La grande mosquée inachevée sature, à elle seule, le champ visuel, et perturbe la quiétude des éléments de la baie d’Alger. Tel un tas d’acier laid et surdimensionné, posé à cheval entre la terre, le ciel, et la mer, son squelette massif fait d’elle une authentique anomalie d’échelle.

Et à ceux qui crieraient à l’offense, faut-il seulement expliquer que critiquer la laideur et la démesure est en lui-même, un acte de grande piété !

Il n’empêche : ce temple, aux proportions pharaoniques, a été pensé pour traverser le temps. Conçu, afin de rappeler, pour les cinq siècles à venir, les prouesses chinoises à vouloir satisfaire à coups de milliards, des ego laids et surdimensionnés.

Des milliards gâchés pour s’offrir une gloire, ou combattre l’indifférence à venir. Des milliards contre l’insignifiance. Des tonnes de béton pour édifier un nom, l’imposer, et le faire exister.

C’est là, la marque de ceux qui importunent la postérité, qui s’y introduisent par effraction et par la ruse. C’est là, la posture de ceux qui ne font pas la différence entre ce qu’est tordre le bras à l’Histoire et ce qu’est forcer son admiration.

C’est la position de ceux qui croient pouvoir soudoyer le temps, l’obliger à la reconnaissance et à l’indulgence, en troquant leur terne présent, contre des présents ruineux et luisants. À défaut d’œuvres de vie, des ouvrages vains et sans vie…

Imposture…

Paraît qu’à la tour d’Alger, on prédit un sort à la tour de Pise. Même que les sols seraient trop meubles, incapables d’encaisser ses tonnes et sa hauteur disgracieuse. Paraît que son existence debout, s’achèverait au premier violent séisme. Qu’ Allemands et Français, ont refusé ce que les Chinois se sont empressés d’accepter : ériger un phare géant sur de l’argile, comme on construit une fable sur un mensonge.

Illusion…

L’hiver tarde à sonner la retraite, malgré le chant des enfants, malgré les rires des oiseaux. La pluie continue à abreuver les flaques, à grossir l’oued El Harrach, à doucher les plages des Sablettes, qui furent, jadis, un lieu d’excursion et d’extase, dans lequel baignaient, ensemble, les corps des femmes et les désirs des hommes. Un lieu béni d’Éros, qui se couche désormais, sous l’ombre démesurée du temple d’Allah.

Les routes sont toujours embouteillées. Nos yeux perdus dans des nuées de pensées polluées, regardent s’éloigner le minaret géant, arrimé aux derniers nuages combatifs de l’hiver.

Les sols régurgitent le trop-plein d’eau. Le stade de Baraki, qui ne cesse de se construire depuis dix ans, a les pieds dans la flotte. Il patauge, désabusé, dans des coulées de boue sombre, comme un gamin au destin miséreux.
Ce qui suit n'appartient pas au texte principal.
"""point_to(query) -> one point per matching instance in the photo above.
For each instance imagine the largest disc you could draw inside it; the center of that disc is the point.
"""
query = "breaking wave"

Dix ans qu’il attend la délivrance, qu’il espère un toit, qu’il souhaite une plèbe. Dix ans à guetter les deux coupes du monde qu’on lui avait promises. Dix ans à se voir déposséder, rallonge après rallonge, de son dû, sans qu’il ne puisse se défaire de son état de décombres.

L’Algérie est le seul pays qui construit des ruines toutes neuves. Partout des Colisées qui se déconstruisent. Partout des sous qui partent en fumée. Partout des espoirs qui tombent en lambeaux.

En attendant la plèbe, en attendant le printemps et les couleurs de l’arc-en-ciel, le stade de Baraki et les rires des enfants se noient, dans des torrents de boue et de tristesse, sous les nuages tenaces, d’un hiver qui dure depuis plus de 50 ans.